The latest rage in the Content Management world is the idea of a “decoupled CMS.” That is, rather than having a single monolithic system that handles everything from content entry to management to display and theming in one program spread, that responsibility is assigned to different systems: one that is really really good at content storage, one that's really really good at content management, one that's really really good at display and theming, etc.
At the same time, there has been a huge push for web services in almost every market. If you want content to be available anywhere besides an HTML page, then your answer is web services.
Drupal 8 will make huge strides in this area, but alas it's not out yet. Fortunately the answer to the second problem is the first; it is entirely possible to build a solid, scalable, performant RESTful web service with Drupal 7 by decoupling Drupal from the web service.
Recently, Palantir.net did exactly that for a major media client, video hosting service Ooyala, and it really drove home both the power of web services and the potential of a decoupled architecture.
The Problem
Ooyala wanted us to build a video curation service for one of their customers.
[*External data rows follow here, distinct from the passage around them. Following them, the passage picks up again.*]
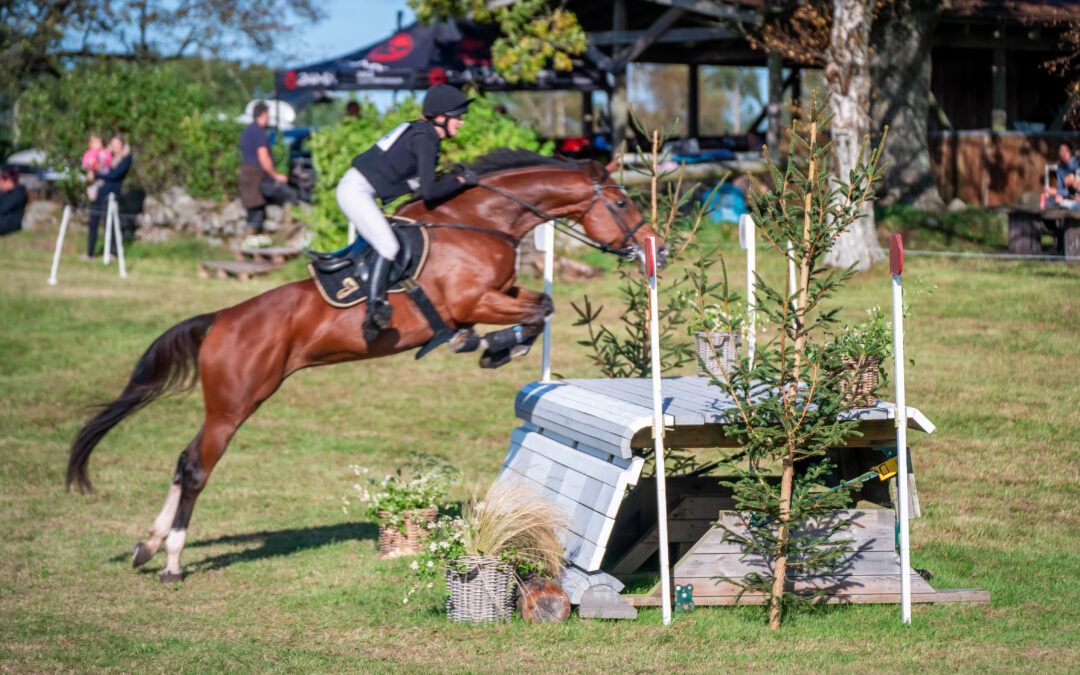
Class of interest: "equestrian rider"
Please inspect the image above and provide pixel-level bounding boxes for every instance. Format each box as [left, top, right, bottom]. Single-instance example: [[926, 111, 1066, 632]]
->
[[337, 84, 476, 341]]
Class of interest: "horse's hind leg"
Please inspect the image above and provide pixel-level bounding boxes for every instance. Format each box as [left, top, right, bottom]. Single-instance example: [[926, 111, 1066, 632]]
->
[[132, 430, 202, 567]]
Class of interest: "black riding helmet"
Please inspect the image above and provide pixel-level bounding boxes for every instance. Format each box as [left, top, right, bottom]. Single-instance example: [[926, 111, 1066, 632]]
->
[[423, 84, 473, 120]]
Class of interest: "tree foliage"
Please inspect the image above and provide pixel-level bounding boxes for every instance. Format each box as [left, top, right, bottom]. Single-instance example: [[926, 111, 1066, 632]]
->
[[16, 63, 241, 199], [0, 0, 323, 110], [310, 96, 552, 251], [689, 93, 882, 629], [408, 0, 585, 82]]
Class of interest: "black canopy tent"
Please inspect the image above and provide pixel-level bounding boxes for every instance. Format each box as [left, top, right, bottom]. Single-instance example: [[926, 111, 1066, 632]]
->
[[274, 19, 608, 96]]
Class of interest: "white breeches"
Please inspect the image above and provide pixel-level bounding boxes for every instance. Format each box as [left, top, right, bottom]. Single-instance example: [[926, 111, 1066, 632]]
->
[[337, 166, 401, 260]]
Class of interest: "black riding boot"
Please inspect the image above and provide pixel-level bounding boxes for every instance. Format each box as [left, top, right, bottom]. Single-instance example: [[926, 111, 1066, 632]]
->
[[364, 255, 394, 342]]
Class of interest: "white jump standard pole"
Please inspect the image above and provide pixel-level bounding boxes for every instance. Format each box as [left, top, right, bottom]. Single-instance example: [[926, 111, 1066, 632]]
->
[[889, 234, 912, 623], [103, 192, 117, 265], [49, 204, 71, 286], [110, 194, 127, 279], [537, 220, 555, 382], [645, 237, 672, 625]]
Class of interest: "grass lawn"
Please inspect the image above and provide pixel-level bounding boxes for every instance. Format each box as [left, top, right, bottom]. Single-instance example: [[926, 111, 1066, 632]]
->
[[0, 223, 1080, 673]]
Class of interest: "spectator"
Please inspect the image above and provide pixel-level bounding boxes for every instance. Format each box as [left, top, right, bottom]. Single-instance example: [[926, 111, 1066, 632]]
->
[[237, 100, 297, 233], [0, 168, 26, 235], [82, 136, 132, 260], [82, 134, 112, 201]]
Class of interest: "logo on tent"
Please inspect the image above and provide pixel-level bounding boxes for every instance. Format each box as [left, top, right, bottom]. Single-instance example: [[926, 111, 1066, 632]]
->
[[367, 32, 413, 64]]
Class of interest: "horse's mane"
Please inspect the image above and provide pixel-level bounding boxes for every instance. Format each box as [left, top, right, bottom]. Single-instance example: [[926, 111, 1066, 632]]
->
[[468, 148, 591, 176]]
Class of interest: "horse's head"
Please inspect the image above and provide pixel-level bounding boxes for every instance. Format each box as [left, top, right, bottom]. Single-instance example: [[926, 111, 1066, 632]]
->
[[579, 161, 667, 267]]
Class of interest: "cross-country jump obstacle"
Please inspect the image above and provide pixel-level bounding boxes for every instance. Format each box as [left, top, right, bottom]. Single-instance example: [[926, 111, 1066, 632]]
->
[[67, 150, 665, 582], [502, 224, 989, 623]]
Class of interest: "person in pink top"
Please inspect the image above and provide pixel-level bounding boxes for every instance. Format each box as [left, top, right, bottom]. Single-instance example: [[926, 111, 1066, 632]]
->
[[82, 134, 112, 201]]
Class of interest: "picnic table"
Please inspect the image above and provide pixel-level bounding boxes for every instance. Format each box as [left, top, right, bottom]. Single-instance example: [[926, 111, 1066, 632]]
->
[[1001, 204, 1080, 265]]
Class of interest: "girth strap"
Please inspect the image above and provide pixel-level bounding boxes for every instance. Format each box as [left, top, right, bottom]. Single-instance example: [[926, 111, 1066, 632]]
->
[[401, 279, 454, 359]]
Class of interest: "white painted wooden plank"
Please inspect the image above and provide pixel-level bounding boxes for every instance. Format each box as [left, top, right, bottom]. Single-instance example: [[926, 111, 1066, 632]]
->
[[510, 429, 633, 485], [502, 446, 622, 509], [514, 382, 648, 426], [503, 465, 615, 545], [516, 411, 633, 459]]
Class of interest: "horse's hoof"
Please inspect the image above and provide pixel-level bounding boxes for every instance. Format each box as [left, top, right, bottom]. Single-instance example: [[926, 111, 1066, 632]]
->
[[480, 349, 512, 368], [132, 541, 153, 567]]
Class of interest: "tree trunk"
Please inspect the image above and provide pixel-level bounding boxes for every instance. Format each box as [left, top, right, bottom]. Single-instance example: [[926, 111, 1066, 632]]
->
[[824, 0, 885, 270], [870, 0, 945, 211]]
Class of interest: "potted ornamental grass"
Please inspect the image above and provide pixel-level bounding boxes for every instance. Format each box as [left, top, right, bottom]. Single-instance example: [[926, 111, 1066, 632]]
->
[[404, 476, 570, 623], [345, 453, 461, 558]]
The first part of the problem was that the customer had data that was regularly updated, but this existing data source was incomplete, occasionally unreliable, and could be enriched with additional metadata, so human management was required before it could be used in the desired context (to describe video content in end-user-facing video-on-demand applications). The solution to this particular problem was the CMS.
The second part of the problem was getting the data in the desired context: highly interactive video-on-demand applications where users could purchase access to individual movies or episodes, collections of movies, seasons of a show, or other arbitrary groupings. The solution here was a REST API separated from the CMS.
Not complex enough? Add in a requirement to merge in data from a third-party video service to compensate for incomplete data.
Not complex enough yet? Add in that different shows should be available for different periods of time depending on contract requirements. And that shows should be shown to users before they can actually be purchased... sometimes.
Still not complex enough? Add in a four-nines uptime requirement, and speed being of utmost priority.
So, Drupal?
Pulling in data from a web service, curating it, and serving it out with a web service sounds like just the thing for Drupal... 8. In early-2013, of course, Drupal 8 was never a serious consideration. Drupal 7 has some support for web services via the Services and Rest WS modules, but both are hamstrung by Drupal 7's very page-centric architecture and generally poor support for working with HTTP. We needed something better.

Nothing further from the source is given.